Adapun writer merujuk pada keterampilan teknis menulis. Seorang writer belum tentu sebagai pemilik gagasan. Mereka boleh saja menuliskan gagasan orang lain. Karena itu, terdapat posisi co-writer dan ghost writer.

Dalam bahasa Indonesia kita tidak mengenal dikotomi istilah seperti ini, antara pengarang dan penulis. Keduanya sama saja meskipun pengarang terkadang lebih banyak digunakan pada karya kreatif (karya sastra).

Tulisan ini menggunakan istilah authorpreneur untuk meluaskan pandangan kita menulis sebagai bisnis. Seorang praktisi TI, Guy Kawasaki menggunakan istilah APE (author-publisher-entrepreneur). Ia menulis buku bertajuk APE: How to Publish a Book. Ia membagikan pengalamannya menerbitkan buku sendiri, terutama di sektor buku elektronik. Teori Guy sederhana saja bahwa ketika seseorang mampu memainkan peran sebagai penulis, penerbit, dan pengusaha sekaligus maka potensi keuntungannya akan lebih banyak daripada ia menerbitkan buku di penerbit tradisional.

Guy Kawasaki yang menulis berdua dengan Shawn Welch menyebut penerbitan seperti ini sebagai penerbit artisanal—kata ‘artisan’ merujuk pada orang yang mampu membuat kerajinan tangan. Menulis dan menerbitkan buku dianggap sebagai pekerjaan seni.

Karakteristik Authorpreneur

Authorpreneur adalah mereka yang terpanggil memasuki jalan menulis menjadi bisnis. Tidak peduli apakah mereka pemula atau sudah pernah bekerja sebagai karyawan, panggilan jiwa pengusaha dapat saja mereka tekuni. Tentu syarat terampil di bidang penulisan harus ditekuni dan selanjutnya menguasai bisnis. Tiga hal utama yang biasa dikuasai untuk memulai bisnis adalah produk, pemasaran, dan keuangan.

Ada banyak pilihan sebagai authorpreneur. Setidaknya ditunjukkan pada tabel berikut ini.

Tabel  Pilihan sebagai Authorpreneur

Penulis Lepas Penulis jasa yang bekerja untuk individu atau lembaga. Ia melakoni diri sebagai writer, co-writer, ghost writer, atau publisis.
Editor Lepas Editor jasa yang bekerja untuk individu atau lembaga.

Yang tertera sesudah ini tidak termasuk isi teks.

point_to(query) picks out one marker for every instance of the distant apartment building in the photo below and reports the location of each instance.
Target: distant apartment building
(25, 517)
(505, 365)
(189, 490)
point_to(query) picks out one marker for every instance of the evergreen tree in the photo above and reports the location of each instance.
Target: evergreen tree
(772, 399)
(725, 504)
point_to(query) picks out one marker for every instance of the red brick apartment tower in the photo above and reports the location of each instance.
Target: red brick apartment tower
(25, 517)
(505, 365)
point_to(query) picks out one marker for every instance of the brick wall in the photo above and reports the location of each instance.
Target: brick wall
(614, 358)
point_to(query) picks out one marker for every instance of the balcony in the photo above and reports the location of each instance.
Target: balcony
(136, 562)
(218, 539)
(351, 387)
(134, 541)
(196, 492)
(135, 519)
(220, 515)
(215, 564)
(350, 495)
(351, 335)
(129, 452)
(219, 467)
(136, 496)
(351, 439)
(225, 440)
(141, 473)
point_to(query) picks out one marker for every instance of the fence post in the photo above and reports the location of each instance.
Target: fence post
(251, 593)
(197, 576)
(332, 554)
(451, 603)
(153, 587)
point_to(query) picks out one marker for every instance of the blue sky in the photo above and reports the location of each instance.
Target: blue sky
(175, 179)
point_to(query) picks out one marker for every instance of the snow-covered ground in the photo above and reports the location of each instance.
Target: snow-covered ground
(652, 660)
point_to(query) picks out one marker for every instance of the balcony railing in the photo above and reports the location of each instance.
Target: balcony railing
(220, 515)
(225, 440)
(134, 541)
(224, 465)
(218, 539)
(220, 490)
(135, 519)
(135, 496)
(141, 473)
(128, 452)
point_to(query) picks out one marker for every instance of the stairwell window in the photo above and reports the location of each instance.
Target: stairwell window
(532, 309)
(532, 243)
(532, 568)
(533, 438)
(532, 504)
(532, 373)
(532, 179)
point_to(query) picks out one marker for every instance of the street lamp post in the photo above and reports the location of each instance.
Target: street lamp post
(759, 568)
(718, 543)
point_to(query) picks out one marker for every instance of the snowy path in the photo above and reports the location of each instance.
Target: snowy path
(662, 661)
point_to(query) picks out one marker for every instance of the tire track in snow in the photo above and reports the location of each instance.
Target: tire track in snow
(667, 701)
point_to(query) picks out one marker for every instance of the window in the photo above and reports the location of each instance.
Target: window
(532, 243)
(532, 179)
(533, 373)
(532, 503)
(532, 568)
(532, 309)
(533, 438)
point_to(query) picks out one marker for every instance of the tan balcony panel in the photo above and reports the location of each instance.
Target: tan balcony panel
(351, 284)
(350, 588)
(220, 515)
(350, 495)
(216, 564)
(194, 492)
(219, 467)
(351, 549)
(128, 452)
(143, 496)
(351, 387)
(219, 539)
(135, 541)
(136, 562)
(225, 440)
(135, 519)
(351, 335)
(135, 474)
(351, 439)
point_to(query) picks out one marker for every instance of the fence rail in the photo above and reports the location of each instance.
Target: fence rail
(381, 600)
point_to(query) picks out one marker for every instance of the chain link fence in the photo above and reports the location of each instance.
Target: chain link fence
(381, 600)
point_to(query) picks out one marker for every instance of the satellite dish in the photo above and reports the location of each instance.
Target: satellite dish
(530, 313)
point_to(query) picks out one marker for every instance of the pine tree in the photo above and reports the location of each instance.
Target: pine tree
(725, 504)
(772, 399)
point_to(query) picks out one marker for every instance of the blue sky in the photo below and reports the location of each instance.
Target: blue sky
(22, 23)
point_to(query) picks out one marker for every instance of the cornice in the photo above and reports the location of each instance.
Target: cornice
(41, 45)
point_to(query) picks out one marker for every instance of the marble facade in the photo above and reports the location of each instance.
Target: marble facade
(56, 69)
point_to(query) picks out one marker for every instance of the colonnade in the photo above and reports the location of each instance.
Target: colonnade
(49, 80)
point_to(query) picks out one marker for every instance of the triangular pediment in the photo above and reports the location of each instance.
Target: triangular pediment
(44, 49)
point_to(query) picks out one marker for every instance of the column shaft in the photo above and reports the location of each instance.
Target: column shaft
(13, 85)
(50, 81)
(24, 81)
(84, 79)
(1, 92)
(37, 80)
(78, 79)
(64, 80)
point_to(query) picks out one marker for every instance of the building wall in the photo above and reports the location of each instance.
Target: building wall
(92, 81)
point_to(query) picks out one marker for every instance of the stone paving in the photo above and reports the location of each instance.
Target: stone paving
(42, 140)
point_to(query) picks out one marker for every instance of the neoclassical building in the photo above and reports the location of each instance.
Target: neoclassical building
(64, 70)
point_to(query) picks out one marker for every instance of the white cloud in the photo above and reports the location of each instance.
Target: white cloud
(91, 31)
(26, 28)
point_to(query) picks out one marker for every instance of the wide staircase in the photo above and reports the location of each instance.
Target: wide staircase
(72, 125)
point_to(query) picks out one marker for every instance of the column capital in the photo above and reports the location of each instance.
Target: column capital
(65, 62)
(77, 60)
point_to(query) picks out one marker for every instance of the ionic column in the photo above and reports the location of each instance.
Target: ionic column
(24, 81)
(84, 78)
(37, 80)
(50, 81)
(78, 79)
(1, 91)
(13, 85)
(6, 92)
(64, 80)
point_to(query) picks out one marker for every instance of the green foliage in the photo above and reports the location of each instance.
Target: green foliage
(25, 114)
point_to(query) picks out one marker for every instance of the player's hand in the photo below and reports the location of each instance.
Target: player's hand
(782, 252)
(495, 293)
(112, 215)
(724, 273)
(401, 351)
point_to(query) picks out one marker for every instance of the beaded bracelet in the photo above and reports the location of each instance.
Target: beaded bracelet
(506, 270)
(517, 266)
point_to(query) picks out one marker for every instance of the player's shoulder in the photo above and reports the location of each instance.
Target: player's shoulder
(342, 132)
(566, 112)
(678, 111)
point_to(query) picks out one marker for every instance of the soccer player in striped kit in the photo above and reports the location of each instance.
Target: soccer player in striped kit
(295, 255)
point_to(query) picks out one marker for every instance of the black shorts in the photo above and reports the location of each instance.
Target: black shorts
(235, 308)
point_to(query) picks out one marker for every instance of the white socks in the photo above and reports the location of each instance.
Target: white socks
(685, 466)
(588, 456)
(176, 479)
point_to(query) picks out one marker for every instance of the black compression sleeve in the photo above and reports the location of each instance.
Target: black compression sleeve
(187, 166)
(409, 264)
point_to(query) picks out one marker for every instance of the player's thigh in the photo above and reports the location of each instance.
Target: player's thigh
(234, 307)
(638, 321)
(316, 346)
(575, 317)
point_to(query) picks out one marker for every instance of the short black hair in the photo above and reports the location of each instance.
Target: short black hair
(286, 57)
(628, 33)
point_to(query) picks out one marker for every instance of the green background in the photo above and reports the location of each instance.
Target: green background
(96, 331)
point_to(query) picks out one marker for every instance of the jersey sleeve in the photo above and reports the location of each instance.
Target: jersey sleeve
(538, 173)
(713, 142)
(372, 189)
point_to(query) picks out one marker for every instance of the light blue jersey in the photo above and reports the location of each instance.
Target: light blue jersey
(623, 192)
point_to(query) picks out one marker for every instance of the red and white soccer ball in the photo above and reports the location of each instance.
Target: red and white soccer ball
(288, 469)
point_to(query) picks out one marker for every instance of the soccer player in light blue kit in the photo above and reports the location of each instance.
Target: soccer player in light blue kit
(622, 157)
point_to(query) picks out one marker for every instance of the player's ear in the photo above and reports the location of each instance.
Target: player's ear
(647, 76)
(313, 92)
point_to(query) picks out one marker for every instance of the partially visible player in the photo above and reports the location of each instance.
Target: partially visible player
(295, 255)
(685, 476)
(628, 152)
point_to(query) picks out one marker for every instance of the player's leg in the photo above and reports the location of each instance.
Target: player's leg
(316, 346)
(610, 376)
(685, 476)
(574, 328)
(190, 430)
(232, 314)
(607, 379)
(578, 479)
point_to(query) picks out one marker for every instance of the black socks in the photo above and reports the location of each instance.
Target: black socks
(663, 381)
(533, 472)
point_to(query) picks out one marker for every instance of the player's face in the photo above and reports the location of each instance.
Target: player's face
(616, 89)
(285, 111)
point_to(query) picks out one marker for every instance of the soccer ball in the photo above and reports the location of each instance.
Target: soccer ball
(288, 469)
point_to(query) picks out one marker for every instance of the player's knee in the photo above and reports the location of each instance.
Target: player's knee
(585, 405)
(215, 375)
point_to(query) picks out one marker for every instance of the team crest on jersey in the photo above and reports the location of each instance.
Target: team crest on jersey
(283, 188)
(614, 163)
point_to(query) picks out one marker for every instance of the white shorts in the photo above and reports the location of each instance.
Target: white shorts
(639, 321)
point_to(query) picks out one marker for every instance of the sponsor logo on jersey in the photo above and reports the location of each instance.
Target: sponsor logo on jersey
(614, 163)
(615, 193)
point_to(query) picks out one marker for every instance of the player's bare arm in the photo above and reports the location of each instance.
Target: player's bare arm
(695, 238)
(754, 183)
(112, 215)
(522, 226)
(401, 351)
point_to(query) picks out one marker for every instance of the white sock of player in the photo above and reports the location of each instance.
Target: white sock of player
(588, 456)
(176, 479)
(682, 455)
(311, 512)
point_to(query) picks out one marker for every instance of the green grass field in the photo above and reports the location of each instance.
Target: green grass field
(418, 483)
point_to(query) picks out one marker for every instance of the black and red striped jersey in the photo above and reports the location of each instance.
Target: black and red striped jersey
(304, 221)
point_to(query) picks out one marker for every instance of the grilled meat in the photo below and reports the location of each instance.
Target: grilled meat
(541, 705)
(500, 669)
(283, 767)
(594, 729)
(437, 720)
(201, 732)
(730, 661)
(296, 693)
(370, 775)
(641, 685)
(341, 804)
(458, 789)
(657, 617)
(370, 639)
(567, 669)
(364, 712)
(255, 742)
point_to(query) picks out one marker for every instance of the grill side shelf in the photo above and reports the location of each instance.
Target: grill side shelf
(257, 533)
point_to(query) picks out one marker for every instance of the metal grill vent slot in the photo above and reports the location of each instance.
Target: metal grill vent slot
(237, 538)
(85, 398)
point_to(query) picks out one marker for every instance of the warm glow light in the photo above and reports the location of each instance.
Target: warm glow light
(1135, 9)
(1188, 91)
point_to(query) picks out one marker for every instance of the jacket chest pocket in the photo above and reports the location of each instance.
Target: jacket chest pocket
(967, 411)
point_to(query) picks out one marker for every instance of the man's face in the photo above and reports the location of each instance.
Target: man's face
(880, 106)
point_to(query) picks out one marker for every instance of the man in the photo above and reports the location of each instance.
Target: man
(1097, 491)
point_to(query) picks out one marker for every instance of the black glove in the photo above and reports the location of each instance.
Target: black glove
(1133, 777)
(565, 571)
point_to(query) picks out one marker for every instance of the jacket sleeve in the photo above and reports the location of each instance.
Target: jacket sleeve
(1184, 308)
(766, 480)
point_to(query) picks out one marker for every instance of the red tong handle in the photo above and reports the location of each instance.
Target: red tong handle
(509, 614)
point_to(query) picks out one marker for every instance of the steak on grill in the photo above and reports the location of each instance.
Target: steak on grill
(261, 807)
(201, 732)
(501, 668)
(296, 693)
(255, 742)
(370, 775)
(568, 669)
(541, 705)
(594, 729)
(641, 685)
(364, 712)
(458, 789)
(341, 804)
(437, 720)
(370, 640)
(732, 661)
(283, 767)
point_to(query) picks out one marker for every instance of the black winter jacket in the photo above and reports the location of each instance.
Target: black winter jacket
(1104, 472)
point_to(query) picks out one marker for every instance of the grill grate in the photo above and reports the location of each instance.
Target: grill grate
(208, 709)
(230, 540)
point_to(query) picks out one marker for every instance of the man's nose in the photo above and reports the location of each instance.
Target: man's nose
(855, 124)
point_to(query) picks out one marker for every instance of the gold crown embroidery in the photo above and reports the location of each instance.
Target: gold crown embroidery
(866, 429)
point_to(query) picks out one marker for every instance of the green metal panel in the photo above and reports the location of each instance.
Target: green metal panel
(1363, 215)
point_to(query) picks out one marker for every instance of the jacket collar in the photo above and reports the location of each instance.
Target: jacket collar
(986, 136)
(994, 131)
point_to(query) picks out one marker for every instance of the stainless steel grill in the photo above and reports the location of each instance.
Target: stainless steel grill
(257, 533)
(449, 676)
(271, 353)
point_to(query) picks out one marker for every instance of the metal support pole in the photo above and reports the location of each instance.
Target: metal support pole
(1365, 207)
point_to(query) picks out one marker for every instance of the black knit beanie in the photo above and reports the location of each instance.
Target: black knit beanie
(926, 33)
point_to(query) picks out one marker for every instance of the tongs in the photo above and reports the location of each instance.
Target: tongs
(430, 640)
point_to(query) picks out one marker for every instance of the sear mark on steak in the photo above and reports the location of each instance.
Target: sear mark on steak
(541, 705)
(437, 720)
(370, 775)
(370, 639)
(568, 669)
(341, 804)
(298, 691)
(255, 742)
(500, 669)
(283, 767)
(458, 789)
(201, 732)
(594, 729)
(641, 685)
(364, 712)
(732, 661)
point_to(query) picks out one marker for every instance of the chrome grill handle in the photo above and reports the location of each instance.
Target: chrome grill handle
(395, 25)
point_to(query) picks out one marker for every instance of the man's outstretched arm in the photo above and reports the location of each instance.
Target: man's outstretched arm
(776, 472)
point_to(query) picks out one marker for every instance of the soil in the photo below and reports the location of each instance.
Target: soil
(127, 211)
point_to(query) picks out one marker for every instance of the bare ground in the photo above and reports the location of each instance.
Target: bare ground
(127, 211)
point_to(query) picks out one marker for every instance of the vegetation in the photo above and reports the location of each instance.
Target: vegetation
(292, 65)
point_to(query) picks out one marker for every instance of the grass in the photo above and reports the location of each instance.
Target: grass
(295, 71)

Ia bekerja berdasarkan order dari klien.
Agen Penerbitan/Agen Sastra Penyedia jasa menyalurkan naskah ke berbagai penerbit atau menjualkan hak cipta terjemahan kepada penerbit asing.
Penerbit Mandiri/Penerbit Indie Penulis yang menerbitkan bukunya sendiri dan mengelola bisnis penerbitannya sendiri.
Jasa Penerbitan Penulis yang menyediakan jasa penerbitan terpadu: penulisan, pengeditan, pengilustrasian, pendesainan, dan penerbitan. Ia bekerja berdasarkan pesanan.
Perajin Buku Penulis yang menyediakan buku dalam bentuk dumi siap cetak lalu menawarkan ke penerbit lokal atau penerbit asing.
Pengembang Buku Elektronik Penulis yang menyediakan jasa konversi buku cetak menjadi buku elektronik dengan menambahkan fitur-fitur tertentu.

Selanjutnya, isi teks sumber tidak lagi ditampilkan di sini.